こちらもダボ穴の跡やボンド、ダボにくっついて表面が剥がれた跡などありますので、こちらも桐の突板を貼っていきます。
使用する部分、見える部分は綺麗にしていきます。
画像のように貼っていきます。
貼る前にボンド跡や汚れ、べニアの剥がれ微妙な凹凸をサンダーでならします。
ならした跡の粉をよくふき取ってからボンドを塗ります。
ボンドを塗ります。
圧着してボンドが固まるのを待ちます。
天板の裏もダボ穴や、取り外す時に剥がれたりして見栄えが悪いので新しい材を貼ります。
天板裏に新しい材を圧着させています。
ダボ穴開け
フラッシュ構造(中が空洞)なので、元々のダボ穴がある位置にしか下地がないので、元穴をそのまま利用します。

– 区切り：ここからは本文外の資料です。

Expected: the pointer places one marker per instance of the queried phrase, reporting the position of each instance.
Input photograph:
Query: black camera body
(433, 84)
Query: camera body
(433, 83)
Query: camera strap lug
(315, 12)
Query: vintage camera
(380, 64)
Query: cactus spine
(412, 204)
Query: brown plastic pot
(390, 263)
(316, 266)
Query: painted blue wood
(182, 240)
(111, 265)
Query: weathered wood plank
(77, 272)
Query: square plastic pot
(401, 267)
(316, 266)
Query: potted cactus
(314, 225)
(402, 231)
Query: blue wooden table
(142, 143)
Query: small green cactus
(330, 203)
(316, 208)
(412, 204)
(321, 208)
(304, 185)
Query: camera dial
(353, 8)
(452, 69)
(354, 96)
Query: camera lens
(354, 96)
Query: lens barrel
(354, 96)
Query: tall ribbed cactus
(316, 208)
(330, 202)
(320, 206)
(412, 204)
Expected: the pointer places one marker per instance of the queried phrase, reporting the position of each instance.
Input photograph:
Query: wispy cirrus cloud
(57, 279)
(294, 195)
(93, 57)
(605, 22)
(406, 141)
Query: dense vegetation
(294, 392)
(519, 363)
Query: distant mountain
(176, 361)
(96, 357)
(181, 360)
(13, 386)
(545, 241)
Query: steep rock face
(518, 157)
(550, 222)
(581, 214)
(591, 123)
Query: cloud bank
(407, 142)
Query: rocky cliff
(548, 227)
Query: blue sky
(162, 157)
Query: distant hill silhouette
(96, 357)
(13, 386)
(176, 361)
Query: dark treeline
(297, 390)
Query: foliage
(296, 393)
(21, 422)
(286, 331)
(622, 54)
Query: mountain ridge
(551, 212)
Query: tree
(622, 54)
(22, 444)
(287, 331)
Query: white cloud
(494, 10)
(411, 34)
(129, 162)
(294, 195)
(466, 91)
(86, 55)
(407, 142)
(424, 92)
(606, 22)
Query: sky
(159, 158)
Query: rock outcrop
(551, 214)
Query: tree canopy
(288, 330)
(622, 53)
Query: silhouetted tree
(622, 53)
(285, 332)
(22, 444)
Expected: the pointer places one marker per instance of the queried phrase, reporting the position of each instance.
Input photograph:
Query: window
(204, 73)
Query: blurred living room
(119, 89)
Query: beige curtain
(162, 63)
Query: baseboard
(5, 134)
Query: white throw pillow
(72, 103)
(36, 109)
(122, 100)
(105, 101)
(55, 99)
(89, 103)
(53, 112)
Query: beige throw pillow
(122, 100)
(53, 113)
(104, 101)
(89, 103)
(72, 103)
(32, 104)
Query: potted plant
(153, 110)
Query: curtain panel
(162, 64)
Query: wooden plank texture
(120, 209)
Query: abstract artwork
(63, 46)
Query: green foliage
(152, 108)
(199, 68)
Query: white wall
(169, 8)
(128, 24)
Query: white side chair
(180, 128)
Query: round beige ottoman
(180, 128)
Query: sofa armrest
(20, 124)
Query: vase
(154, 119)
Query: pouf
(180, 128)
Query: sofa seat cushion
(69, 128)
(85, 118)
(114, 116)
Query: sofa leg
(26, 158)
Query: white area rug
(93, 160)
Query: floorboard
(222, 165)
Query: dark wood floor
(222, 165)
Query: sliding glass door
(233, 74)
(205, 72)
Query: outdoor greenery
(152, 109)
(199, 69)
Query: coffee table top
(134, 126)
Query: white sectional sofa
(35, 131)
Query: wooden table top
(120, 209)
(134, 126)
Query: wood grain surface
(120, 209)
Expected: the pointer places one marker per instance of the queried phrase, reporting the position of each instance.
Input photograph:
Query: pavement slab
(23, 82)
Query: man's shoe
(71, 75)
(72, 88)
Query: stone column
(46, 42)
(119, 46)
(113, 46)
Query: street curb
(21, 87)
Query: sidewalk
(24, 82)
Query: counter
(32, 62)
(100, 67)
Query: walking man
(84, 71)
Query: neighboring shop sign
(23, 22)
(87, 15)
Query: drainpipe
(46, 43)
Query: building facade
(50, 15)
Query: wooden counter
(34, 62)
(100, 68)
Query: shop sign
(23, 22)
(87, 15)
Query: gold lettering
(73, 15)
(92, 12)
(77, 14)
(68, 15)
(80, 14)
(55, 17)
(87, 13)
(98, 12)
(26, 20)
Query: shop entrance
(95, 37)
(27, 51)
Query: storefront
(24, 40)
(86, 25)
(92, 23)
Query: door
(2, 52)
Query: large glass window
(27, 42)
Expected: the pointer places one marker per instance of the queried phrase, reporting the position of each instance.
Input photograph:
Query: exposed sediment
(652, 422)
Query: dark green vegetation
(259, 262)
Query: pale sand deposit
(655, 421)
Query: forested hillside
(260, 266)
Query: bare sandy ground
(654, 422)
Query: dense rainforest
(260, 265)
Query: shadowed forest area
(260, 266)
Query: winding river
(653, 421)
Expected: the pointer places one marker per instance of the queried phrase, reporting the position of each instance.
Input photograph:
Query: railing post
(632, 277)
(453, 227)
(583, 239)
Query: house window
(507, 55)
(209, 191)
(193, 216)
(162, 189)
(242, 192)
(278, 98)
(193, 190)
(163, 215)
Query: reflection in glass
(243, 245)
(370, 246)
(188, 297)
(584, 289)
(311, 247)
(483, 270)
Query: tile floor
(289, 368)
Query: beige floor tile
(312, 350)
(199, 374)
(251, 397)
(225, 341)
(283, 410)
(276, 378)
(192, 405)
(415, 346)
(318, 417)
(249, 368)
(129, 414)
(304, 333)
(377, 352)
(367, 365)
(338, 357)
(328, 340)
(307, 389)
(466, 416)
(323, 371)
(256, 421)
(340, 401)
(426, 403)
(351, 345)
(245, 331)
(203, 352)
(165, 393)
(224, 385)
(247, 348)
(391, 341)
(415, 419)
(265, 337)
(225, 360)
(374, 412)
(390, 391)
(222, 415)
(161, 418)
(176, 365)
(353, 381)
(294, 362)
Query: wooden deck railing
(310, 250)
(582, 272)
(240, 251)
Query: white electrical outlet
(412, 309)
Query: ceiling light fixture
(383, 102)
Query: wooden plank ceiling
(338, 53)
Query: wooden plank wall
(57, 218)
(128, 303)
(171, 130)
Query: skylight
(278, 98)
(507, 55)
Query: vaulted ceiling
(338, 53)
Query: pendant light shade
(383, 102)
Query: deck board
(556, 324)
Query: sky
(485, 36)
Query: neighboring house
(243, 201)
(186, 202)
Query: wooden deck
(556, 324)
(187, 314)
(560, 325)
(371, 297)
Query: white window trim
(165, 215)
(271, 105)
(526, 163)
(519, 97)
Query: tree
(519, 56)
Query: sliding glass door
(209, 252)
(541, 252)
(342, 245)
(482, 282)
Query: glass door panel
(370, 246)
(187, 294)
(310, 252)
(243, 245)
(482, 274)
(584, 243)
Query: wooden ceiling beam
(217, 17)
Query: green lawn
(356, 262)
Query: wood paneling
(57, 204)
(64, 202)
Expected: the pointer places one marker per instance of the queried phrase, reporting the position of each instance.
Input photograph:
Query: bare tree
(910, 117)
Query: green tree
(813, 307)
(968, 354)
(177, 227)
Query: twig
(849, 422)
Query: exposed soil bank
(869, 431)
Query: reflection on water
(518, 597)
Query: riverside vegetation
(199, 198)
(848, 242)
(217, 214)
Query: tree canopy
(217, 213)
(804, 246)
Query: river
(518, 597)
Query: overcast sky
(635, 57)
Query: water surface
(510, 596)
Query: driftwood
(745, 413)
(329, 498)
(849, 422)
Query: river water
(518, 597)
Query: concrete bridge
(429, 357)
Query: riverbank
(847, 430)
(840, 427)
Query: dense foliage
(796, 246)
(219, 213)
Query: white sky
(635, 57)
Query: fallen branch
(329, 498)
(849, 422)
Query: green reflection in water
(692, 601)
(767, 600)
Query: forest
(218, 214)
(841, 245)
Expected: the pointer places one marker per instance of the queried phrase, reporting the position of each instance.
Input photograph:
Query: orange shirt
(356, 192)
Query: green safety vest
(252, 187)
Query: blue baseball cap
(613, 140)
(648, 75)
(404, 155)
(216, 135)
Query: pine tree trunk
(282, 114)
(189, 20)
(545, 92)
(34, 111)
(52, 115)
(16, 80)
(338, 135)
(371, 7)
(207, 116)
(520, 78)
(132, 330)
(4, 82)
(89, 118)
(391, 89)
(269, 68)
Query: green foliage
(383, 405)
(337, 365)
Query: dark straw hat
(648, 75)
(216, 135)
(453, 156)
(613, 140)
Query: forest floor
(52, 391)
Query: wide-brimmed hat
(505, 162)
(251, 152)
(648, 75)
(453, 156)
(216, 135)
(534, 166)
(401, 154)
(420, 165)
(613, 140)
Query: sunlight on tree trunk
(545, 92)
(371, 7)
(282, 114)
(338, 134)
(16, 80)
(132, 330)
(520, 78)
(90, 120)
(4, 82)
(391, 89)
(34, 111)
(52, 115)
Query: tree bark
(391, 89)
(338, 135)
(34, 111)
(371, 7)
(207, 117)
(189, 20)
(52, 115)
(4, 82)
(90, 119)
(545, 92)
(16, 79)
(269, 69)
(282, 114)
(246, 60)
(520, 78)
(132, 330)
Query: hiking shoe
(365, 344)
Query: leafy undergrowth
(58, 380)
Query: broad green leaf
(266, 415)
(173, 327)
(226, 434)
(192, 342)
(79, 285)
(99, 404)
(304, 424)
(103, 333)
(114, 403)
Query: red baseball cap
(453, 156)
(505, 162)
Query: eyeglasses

ダボ穴にダボマーカーを入れて、取り付ける脚を上に載せます。
マーカー中心が尖っているので、取り付けたい脚に印に穴が開き、それを中心として穴をかることで、綺麗なダボ接ぎが出来ます。
仮組
天板が汚れていたので、表面を少し削り着色しました。
脚の塗装
見本から選んで頂いた色で着色しています。
ウレタン塗装
ウレタンを吹いていきます。
天板を支える脚の着色とウレタン吹きが終わりました。
本体のウレタンを吹いていくのですが、塗りたくない箇所に養生します。
ガラス部分も養生します。
表面を耐水ペーパーで磨きます。
表面の汚れや傷んだ塗膜をならします。
耐水ペーパーをかけることで、細かく表面が荒れますので、ウレタンのノリがよくするためでもあります。
天板の裏にウレタンを吹きました。
ウレタン吹き、一度目は乾くとガサガサします。
それを耐水ペーパーで磨きます。
背板、天板、本体、など、新しく貼った箇所から最初にウレタンを吹きました。
下段本体をウレタン吹き。
引き出しや扉もウレタンを吹き付けました。
ウレタンが乾いたので、外した扉や金具を取り付けました。
天板と製作した天板を支える脚、背板を入れて本組しました。
ダボ穴と接地面にボンドを塗りハタガネやクランプで圧着しています。
ガラスの汚れ落とし
ガラスも汚れていたので、ガラスの裏、表、ともに磨いて綺麗にします。
綺麗になりました。
タワミ防止
テレビを置くスペースの背板が、かなり大きいサイズの合板を使用したので、フカフカするので、後ろからタワミ防止で真ん中に角棒を取り付けました。
T字金具で持たせています。
ほぼ仕上がりですが、これからDVDプレーヤーを収納するための棚を製作。
DVDプレーヤーを収納する為の棚の製作
まず、棚を作る元の台が水平かどうか確認。
奥行方向、幅方向ともに許容範囲で水平でした。
棚に使用する材料は、
脚:パイン集成材の3cm
棚板:パイン集成材2.5cm
部材をカットして仮置きした状態。
こんな感じで取り付けます。
左右の脚は横にビス止めするので問題はないのですが、真ん中やや左に取り付ける脚は写真の場所の下に下地があるので、ダボ接ぎで止めます。
下地の場所を構造から情報を読みとって割り出します。
白テープで囲った場所に下地があると思われます。
棚の脚にダボ穴を開けます。
開けたダボ穴にダボマーカーを入れます。
下地のある場所に上から真っすぐに押し付けます。
するとダボマーカーの跡がつきます。
これを中心に穴を開けるとダボ接ぎがうまくいきます。
ダボ位置だけ正確でも、ダボ接ぎはうまくいきません。
ダボが真っすぐ入らなければ、相手の穴に入らないからです。
ですので、写真のようにダボマーカーで小さい穴の印をつけたのを基準とします。
8mmのダボを入れるのでドリルビットは8mmを使用します。
中に入ってる金具に8mmの穴が開いている
この金具の穴に突っ込んで穴を開ければ、スペーサーガイドの役割をして、真っ直ぐな穴を開けやすいです。
ダボ穴が開きました。
もし、下地がなく空洞の場合は、途中から手ごたえがなくなります。
しっかり手ごたえがあるまま穴が開きましたので、下地があったことの証です。
実際にダボを入れ、仮組します。
ダボがいい感じに入りました。
こうやってつけることで、この脚がフカフカすることはなくなります。
ボンドだけでもいいかもしれませんが、このほうがより安心です。
ホールソーと言う刃物を使い穴を開けます。
棚を取り付けてからえは、穴を開けずらいので、この段階でDVDプレーヤーの配線穴を開けます。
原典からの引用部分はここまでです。